I then edited the file using this script:

grep -i URL ./test.txt | awk -F 'URL:' '{print $2}' | awk '{$1=$1};1' | awk '{print $1}' | sort -u | sed '/^$/d' > ./sortedurls.txt

Which gave a list like this:

http://example.test/
http://example.test/page1/
http://example.test/page2/
...

The next step would be to create a JavaScript array from this file. I figure this can be done using node-fs. Something like this:

const fs = require('fs');
const text = fs.readFileSync('./sortedurls.txt', 'utf-8');
const arr = text.split('\n');

Which would create an array like this:

[ 'http://example.test/', 
  'http://example.text/page1/', 
  'http://example.text/page2/',
  ... ]

However, this does rely on the ability to use the Node File System module out of the box with Webpack, which I haven’t tried (and I can’t say I’m an expert on Node or Webpack).

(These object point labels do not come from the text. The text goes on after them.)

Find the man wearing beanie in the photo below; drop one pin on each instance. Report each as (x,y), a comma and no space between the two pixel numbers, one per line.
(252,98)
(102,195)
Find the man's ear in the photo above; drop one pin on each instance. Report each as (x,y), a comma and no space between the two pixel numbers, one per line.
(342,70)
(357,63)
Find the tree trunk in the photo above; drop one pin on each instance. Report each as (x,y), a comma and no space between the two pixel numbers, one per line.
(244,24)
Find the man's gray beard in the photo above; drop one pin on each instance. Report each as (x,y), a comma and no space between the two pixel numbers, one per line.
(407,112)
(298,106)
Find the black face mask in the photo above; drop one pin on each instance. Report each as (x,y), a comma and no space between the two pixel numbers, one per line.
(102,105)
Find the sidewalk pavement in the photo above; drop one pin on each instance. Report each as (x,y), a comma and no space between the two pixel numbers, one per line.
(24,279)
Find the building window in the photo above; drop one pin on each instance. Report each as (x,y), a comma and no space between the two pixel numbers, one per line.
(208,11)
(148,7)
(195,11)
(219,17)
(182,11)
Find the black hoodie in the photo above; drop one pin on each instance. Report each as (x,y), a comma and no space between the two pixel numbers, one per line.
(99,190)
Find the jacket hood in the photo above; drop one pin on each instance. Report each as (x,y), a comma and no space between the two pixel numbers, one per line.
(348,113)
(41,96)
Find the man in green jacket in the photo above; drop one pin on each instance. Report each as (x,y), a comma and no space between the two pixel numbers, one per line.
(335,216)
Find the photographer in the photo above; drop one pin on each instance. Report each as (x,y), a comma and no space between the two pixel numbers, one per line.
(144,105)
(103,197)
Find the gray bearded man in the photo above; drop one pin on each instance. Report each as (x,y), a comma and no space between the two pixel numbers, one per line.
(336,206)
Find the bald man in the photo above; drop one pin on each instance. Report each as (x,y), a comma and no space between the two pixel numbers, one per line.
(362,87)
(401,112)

You would also need to be able to execute a bash script to use wget, grep, and awk. But it looks like that isn’t too hard to do with this plugin. Depending on the size of a site though, this whole thing could take a long time!

It’s very possible I’ve completely overcomplicated this though. Would love feedback, especially if there is an easier way to go about it!


#5

This looks awesome. I’ll have to take a look at it later, but first, one word of warning regarding crawling with wget is that you need to whitelist your IP so you don’t get blocked (edit: for remote servers of course).


#6

That’s a good point!

I also saw someone suggest adding --wait=1 to the wget command in order to not decrease your site’s performance while generating the sitemap.